Egglfing-Obernberg Hydropower Plant (Kraftwerk Egglfing-Obernberg) is a run-of-the-river hydroelectric power plant on the Inn, where the river forms the border between Germany and Austria. The municipality of Egglfing, Bavaria, is located on the left side of the Inn and the municipality of Obernberg, Upper Austria, is located on the right side.

==History==
To supply an aluminium smelter near Braunau with power, two hydropower plants were to be constructed on the Inn: Ering-Frauenstein and Egglfing-Obernberg. Work on the Ering-Frauenstein plant began in February 1939. In January 1943, all 3 machines were operational.
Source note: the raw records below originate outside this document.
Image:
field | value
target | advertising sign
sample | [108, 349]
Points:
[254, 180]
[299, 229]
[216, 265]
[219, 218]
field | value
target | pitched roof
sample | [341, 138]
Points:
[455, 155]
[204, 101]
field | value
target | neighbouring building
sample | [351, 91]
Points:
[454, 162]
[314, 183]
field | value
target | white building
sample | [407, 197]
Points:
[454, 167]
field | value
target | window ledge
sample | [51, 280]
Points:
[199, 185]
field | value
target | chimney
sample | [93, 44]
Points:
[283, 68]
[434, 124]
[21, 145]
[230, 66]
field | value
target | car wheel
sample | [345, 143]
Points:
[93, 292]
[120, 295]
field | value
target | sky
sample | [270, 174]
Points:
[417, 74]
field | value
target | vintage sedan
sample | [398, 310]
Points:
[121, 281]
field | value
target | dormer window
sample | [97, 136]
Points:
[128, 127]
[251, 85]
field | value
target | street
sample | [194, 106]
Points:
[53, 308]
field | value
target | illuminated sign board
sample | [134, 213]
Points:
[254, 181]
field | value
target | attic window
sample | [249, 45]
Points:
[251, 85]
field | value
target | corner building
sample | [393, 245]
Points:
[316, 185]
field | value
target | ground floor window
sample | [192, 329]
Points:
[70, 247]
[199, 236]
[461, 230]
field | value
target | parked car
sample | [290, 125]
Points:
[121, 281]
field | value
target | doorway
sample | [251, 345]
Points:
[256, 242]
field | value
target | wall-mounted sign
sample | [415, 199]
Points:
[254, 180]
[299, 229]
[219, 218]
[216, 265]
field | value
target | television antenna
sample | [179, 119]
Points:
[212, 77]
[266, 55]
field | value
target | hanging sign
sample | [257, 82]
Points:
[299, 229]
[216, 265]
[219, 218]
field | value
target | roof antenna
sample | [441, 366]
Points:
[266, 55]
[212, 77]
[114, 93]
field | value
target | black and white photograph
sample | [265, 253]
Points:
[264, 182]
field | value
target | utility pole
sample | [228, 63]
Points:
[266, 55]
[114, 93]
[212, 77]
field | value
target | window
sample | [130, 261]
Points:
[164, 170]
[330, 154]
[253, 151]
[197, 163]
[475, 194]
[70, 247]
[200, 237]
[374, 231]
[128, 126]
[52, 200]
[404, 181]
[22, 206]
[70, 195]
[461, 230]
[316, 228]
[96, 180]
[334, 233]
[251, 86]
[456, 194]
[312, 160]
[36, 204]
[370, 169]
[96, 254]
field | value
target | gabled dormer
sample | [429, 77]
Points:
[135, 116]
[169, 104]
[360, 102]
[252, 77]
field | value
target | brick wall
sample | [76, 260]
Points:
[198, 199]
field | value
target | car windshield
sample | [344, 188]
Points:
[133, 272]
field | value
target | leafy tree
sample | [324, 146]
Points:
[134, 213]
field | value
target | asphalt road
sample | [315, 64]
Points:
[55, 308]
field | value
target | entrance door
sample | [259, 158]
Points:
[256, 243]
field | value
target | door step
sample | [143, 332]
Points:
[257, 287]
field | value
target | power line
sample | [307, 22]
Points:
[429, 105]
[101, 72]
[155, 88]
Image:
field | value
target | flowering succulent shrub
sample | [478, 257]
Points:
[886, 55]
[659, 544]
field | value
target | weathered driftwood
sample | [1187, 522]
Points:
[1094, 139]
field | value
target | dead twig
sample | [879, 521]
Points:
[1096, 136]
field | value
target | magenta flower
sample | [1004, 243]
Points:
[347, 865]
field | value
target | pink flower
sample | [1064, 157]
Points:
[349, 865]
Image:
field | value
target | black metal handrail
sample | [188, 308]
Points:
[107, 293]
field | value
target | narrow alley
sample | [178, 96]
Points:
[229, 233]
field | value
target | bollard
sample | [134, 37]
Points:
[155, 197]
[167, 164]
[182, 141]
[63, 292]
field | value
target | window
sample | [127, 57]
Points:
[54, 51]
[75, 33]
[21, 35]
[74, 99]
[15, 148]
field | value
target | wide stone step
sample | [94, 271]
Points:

Work on the Egglfing-Obernberg hydropower plant began in July 1941. The first turbine went online in October 1944, the second in January 1946. The 6th machine went online in September 1950. The last construction works were finished in July 1951.

==Dam==
The dam is a concrete gravity dam. The powerhouse, with the 6 generators, is located on the left side of the Inn. The spillway is located on the right side and features five gates, each measuring 23 m in length. Upstream of the powerhouse, the dam features an additional concrete wall as protection against bombs.

==Reservoir==
At whole reservoir level of 325.90 m, the dam's reservoir has a length of 12.7 km. On both sides of the reservoir are embankment dams. The reservoir is part of the Ramsar site Unterer Inn.

==Power plant ==
The power plant has a nameplate capacity of 84 MW and contains 6 Kaplan turbine-generators. The annual generation is about 485 mio. kwh. The turbines were supplied by Escher-Wyss and the generators by Siemens. Beginning in 1983, the original turbines with 4 blades were replaced with turbines featuring 5 blades. The average hydraulic head is 10.5 m.